I've been learning Haskell and I noticed that many of the built in functions accept parameters in an order counter intuitive to what I would expect. For example:
replicate :: Int -> a -> [a]
If I want to replicate 7 twice, I would write replicate 2 7
. But when read out loud in English, the function call feels like it is saying "Replicate 2, 7 times". If I would have written the function myself, I would have swapped the first and second arguments so that replicate 7 2
would read "replicate 7, 2 times".
Some other examples appeared when I was going through 99 Haskell Problems. I had to write a function:
dropEvery :: [a] -> Int -> [a]`
It takes a list as its first argument and an Int
as its second. Intuitively, I would have written the header as dropEvery :: Int -> [a] -> [a]
so that dropEvery 3 [1..100]
would read as: "drop every third element in the list [1..100]
. But in the question's example, it would look like: dropEvery [1..100] 3
.
I've also seen this with other functions that I cannot find right now. Is it common to write functions in such a way due to a practical reason or is this all just in my head?

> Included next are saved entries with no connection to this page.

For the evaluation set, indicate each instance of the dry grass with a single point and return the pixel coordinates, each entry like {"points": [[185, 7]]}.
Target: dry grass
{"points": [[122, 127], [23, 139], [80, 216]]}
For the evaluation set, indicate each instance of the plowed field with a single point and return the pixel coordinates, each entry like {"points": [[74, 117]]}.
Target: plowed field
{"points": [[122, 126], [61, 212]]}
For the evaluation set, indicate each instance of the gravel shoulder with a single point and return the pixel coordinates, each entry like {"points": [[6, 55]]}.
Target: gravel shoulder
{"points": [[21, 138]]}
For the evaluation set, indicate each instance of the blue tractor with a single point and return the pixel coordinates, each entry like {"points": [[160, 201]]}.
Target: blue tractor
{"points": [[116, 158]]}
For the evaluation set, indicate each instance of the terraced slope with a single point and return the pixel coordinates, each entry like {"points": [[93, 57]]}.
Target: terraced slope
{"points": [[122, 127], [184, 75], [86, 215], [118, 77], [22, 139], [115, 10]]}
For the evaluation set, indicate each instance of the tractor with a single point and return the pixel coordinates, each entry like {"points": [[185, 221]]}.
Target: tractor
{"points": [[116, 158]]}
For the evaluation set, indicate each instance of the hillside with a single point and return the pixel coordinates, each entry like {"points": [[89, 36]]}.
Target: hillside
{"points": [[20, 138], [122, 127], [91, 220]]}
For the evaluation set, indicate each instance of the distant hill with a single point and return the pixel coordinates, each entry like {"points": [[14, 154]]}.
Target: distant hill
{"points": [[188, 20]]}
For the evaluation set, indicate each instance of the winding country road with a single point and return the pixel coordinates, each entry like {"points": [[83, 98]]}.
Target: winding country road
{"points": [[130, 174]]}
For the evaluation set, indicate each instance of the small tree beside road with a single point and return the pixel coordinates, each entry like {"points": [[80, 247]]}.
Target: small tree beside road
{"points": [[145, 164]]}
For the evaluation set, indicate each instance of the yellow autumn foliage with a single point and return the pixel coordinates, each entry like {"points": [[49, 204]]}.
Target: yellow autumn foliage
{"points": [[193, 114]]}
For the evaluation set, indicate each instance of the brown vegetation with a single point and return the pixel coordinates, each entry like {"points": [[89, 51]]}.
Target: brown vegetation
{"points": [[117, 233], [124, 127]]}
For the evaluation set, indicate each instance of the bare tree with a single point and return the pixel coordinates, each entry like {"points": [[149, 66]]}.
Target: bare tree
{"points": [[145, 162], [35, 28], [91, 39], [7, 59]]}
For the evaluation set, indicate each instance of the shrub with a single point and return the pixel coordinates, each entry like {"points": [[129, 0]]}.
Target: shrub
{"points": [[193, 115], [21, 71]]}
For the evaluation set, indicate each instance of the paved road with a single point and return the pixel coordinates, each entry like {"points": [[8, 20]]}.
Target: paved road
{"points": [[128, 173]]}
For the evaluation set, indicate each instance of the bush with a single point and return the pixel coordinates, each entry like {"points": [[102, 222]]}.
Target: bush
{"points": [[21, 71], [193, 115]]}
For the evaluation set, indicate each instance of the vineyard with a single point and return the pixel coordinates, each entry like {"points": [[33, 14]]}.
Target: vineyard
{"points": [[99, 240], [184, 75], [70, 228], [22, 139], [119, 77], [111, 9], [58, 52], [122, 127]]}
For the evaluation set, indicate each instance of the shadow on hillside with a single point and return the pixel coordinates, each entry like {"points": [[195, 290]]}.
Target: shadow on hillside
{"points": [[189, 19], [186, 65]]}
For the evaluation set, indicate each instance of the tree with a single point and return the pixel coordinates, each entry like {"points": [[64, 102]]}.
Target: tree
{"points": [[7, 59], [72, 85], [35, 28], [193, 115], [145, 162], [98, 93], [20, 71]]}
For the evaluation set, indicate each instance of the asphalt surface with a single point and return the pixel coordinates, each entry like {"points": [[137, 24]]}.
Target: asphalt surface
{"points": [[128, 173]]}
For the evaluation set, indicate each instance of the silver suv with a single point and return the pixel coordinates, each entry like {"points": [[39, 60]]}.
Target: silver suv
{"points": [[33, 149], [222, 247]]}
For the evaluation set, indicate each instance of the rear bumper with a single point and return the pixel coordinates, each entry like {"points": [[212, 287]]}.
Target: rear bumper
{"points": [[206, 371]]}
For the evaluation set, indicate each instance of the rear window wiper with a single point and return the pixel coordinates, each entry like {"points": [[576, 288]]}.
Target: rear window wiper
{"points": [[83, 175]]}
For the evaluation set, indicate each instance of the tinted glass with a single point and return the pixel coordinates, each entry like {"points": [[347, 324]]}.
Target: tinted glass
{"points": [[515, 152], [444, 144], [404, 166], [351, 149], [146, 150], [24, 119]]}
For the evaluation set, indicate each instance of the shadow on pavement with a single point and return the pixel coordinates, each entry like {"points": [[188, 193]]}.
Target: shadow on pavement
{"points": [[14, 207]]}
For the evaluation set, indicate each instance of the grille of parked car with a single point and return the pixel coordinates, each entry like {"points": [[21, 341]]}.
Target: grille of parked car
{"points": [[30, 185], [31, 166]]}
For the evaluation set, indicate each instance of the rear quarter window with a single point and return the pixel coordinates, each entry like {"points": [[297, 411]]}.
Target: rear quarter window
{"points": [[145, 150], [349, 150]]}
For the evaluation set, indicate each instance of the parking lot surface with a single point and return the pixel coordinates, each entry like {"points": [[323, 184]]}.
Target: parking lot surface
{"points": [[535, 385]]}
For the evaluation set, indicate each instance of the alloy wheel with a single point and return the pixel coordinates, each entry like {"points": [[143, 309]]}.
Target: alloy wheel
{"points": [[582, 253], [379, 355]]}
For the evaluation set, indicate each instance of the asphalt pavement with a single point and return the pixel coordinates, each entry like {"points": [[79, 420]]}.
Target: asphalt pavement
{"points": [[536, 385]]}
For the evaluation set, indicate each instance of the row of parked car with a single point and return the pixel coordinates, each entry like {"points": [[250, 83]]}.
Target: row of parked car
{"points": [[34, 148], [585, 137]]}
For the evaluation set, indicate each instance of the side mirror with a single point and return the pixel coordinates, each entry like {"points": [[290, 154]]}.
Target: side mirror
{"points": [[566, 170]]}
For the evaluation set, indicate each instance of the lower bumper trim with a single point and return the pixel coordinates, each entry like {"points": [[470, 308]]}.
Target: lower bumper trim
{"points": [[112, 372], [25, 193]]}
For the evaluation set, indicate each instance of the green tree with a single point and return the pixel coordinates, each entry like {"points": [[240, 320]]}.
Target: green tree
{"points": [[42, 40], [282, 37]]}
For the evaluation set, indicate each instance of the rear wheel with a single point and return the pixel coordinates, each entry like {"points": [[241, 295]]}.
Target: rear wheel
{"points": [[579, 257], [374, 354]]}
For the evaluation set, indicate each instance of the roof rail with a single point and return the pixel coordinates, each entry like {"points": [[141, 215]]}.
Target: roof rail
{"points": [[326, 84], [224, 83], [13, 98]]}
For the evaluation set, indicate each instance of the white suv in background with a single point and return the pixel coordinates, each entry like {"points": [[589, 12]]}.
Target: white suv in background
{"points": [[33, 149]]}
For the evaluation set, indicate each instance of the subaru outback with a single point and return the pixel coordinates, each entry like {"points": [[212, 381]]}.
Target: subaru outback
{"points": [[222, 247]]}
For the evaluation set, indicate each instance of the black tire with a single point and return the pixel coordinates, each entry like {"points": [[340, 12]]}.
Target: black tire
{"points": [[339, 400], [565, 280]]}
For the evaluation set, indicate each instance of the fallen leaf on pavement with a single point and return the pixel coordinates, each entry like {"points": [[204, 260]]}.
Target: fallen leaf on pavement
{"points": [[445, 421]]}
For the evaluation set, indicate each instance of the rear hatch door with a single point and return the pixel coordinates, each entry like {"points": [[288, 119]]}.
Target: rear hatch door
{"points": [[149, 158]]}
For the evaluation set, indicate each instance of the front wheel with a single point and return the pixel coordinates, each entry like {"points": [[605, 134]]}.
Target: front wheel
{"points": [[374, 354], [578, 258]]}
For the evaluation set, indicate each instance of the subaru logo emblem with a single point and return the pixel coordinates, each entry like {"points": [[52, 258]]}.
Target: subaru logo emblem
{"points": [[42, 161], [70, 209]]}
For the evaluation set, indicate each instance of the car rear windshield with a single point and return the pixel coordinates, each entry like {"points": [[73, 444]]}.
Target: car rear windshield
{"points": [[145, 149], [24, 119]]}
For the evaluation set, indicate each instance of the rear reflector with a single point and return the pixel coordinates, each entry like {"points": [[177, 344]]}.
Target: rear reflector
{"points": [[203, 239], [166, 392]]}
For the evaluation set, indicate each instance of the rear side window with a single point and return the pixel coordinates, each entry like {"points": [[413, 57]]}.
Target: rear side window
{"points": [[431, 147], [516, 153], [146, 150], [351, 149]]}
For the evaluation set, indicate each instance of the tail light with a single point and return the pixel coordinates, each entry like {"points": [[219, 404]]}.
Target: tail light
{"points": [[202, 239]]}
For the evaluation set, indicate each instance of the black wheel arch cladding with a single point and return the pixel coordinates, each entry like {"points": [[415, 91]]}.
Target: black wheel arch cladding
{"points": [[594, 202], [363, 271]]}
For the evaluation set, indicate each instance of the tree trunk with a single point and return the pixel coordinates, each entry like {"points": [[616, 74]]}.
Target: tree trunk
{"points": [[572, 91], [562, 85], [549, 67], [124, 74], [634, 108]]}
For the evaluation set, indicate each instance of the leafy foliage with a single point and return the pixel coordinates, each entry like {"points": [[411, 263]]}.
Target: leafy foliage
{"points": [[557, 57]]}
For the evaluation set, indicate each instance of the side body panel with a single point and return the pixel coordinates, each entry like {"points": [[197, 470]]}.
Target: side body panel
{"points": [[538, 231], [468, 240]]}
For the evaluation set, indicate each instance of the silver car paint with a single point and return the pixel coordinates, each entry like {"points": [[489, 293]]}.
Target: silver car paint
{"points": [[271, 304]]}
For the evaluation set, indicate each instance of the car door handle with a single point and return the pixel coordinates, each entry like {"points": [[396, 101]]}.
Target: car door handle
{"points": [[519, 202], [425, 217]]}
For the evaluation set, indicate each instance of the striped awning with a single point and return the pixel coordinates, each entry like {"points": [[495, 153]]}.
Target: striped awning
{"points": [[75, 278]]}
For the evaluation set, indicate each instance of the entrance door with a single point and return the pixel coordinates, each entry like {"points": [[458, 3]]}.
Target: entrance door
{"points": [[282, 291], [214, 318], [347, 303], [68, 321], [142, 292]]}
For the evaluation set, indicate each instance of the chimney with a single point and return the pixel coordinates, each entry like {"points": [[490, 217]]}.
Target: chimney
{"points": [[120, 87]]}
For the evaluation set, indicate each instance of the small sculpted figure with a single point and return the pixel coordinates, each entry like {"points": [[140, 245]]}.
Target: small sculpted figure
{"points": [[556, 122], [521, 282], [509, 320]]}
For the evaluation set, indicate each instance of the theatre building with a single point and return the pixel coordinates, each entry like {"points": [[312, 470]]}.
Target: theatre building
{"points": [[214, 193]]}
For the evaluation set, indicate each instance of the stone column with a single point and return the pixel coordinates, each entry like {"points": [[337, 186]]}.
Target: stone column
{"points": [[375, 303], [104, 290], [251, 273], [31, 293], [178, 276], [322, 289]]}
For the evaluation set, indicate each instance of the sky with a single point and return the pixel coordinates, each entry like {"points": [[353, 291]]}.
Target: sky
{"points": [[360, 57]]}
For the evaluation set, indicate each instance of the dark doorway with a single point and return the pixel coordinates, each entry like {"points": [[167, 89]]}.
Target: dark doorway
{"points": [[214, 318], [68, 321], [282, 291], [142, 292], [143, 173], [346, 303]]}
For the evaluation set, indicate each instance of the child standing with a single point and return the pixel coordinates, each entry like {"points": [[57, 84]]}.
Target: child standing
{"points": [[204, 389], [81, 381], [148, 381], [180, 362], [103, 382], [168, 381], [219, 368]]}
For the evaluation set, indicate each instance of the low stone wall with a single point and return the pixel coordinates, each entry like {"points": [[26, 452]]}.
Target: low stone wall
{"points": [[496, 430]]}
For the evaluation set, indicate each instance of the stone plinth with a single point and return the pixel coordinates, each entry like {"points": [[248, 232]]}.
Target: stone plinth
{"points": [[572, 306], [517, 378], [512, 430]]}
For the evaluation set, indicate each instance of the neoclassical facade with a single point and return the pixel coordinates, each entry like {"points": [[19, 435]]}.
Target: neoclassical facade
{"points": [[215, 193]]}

It's common practice in Haskell to order function parameters so that parameters which "configure" an operation come first, and the "main thing being operated on" comes last. This is often counter intuitive coming from other languages, since it tends to mean you end up passing the "least important" information first. It's especially jarring coming from OO where the "main" argument is usually the object on which the method is being invoked, occurring so early in in the call that it's out of the parameter list entirely!
There's a method to our madness though. The reason we do this is that partial application (through currying) is so easy and so widely used in Haskell. Say I have a functions like foo :: Some -> Config -> Parameters -> DataStrucutre -> DataStructure
and bar :: Differnt -> Config -> DataStructure -> DataStructure
. When you're not used to higher-order thinking you just see these as things you call to transform a data structure. But you can also use either of them as a factory for "DataStructure transformers": functions of the type DataStructure -> DataStructure
.
It's very likely that there are other operations that are configured by such DataStructure -> DataStructure
functions; at the very least there's fmap
for turning transformers of DataStructures into transformers of functors of DataStructures (lists, Maybes, IOs, etc).
We can take this a bit further sometimes too. Consider foo :: Some -> Config -> Parameters -> DataStructure -> DataStructure
again. If I expect that callers of foo
will often call it many times with the same Some
and Config
, but varying Parameters
, then even-more-partial applications become useful.
Of course, even if the parameters are in the "wrong" order for my partial application I can still do it, using combinators like flip
and/or creating wrapper functions/lambdas. But this results in a lot of "noise" in my code, meaning that a reader has to be able to puzzle out what is the "important" thing being done and what's just adapting interfaces.
So the basic theory is for a function writer to try to anticipate the usage patterns of the function, and list its arguments in order from "most stable" to "least stable". This isn't the only consideration of course, and often there are conflicting patterns and no clear "best" order.
But "the order the parameters would be listed in an English sentence describing the function call" would not be something I would give much weight to in designing a function (and not in other languages either). Haskell code just does not read like English (nor does code in most other programming languages), and trying to make it closer in a few cases doesn't really help.
For your specific examples:
For replicate
, it seems to me like the a
parameter is the "main" argument, so I would put it last, as the standard library does. There's not a lot in it though; it doesn't seem very much more useful to choose the number of replications first and have an a -> [a]
function than it would be to choose the replicated element first and have an Int -> [a]
function.
dropEvery
indeed seems to take it's arguments in a wonky order, but not because we say in English "drop every Nth element in a list". Functions that take a data structure and return a "modified version of the same structure" should almost always take the data structure as their last argument, with the parameters that configure the "modification" coming first.
To add to the other answers, there's also often an incentive to make the last argument be the one whose construction is likely to be most complicated and/or to be a lambda abstraction. This way one can write
f some little bits $
big honking calculation
over several lines
rather than having the big calculation surrounded by parentheses and a few little arguments trailing off at the end.